On 5 August, the union home minister Amit Shah announced in the Rajya Sabha that the Bharatiya Janata Party government had effectively nullified Article 370 of the Indian constitution, which granted a special status to Jammu and Kashmir. Shah tabled two bills in the upper house that necessitated revoking the special status guaranteed to the state. In addition to the bills—the Jammu and Kashmir Reorganisation Bill, 2019 and the Jammu and Kashmir Reservation (2nd Amendment) Bill, 2019—Shah also brandished a presidential order, dated the same day, which extended all the provisions of the Constitution to the state, defanging Article 370. Both bills passed in the house.
Following Independence, Article 370 had formalised the terms of Jammu and Kashmir’s accession to the Indian union—as stipulated in the Instrument of Accession. Among other things, Article 370 mandated that barring certain subjects—such as defence and foreign policy—the central government was required to seek the concurrence of the Jammu and Kashmir government before it could legislate in the state.
Yet, as the state has been under President’s Rule since December 2018, the centre circumvented this requirement—the presidential order allowed the governor to assent in lieu of the state legislature. Through the Reorganisation bill, the government split the state into two union territories—Ladakh and Jammu and Kashmir. That the centre acted in the absence of a state government and through an executive order also raised questions about the constitutional validity of its decisions.

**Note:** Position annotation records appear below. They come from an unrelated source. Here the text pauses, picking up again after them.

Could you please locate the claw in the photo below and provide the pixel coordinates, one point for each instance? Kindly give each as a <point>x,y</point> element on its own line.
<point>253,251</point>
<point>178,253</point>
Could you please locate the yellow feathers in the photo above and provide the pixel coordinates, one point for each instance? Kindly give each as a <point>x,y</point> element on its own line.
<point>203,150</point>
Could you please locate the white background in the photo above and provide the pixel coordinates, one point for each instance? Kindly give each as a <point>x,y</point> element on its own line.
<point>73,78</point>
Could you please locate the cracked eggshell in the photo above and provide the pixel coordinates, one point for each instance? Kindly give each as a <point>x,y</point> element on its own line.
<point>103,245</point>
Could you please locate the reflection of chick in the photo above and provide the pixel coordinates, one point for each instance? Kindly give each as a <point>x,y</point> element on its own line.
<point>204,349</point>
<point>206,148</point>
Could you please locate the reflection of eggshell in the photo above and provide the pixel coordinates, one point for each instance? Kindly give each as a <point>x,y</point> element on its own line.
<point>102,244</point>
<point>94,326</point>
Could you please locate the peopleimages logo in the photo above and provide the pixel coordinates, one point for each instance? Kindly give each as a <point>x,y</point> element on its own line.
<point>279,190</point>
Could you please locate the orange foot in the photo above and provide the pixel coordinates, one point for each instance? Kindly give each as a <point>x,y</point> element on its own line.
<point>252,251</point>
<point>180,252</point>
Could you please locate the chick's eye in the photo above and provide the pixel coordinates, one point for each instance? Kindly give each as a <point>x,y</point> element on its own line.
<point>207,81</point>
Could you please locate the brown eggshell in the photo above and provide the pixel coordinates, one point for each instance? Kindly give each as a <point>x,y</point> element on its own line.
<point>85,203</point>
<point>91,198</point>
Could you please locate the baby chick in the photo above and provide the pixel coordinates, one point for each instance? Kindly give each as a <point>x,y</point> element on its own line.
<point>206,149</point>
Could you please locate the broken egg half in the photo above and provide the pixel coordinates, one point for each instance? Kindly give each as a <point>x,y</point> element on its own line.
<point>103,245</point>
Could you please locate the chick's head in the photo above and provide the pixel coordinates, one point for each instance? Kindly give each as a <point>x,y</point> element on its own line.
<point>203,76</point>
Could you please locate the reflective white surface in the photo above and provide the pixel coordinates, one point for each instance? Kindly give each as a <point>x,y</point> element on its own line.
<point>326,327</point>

Andrew Whitehead, a historian and visiting faculty at the Asian College of Journalism in Chennai, who was formerly a journalist, spoke with Mehak Mahajan, an editorial fellow at The Caravan. They discussed the historical context of Article 370 and its relevance, or the lack of, to the contemporary political situation.
Mehak Mahajan:What is your reaction to the BJP government’s decision to effectively dismantle Article 370?
Andrew Whitehead: It is something that the BJP has said it intends to do in repeated election manifestos. But I am actually quite surprised that they have done it. I thought that the BJP had taken a settled decision, that though they wanted to rescind Kashmir's special status, it was more trouble than it was worth. I say that because Article 370 does not have that much practical significance. Its huge importance is symbolic. So, initially when Article 370 was instituted, it meant that not all legislation approved in Delhi, applied in Kashmir. It meant that institutions, such as the Supreme Court and the Election Commission did not necessarily have authority in Kashmir. But those particular provisions were basically diluted decades ago.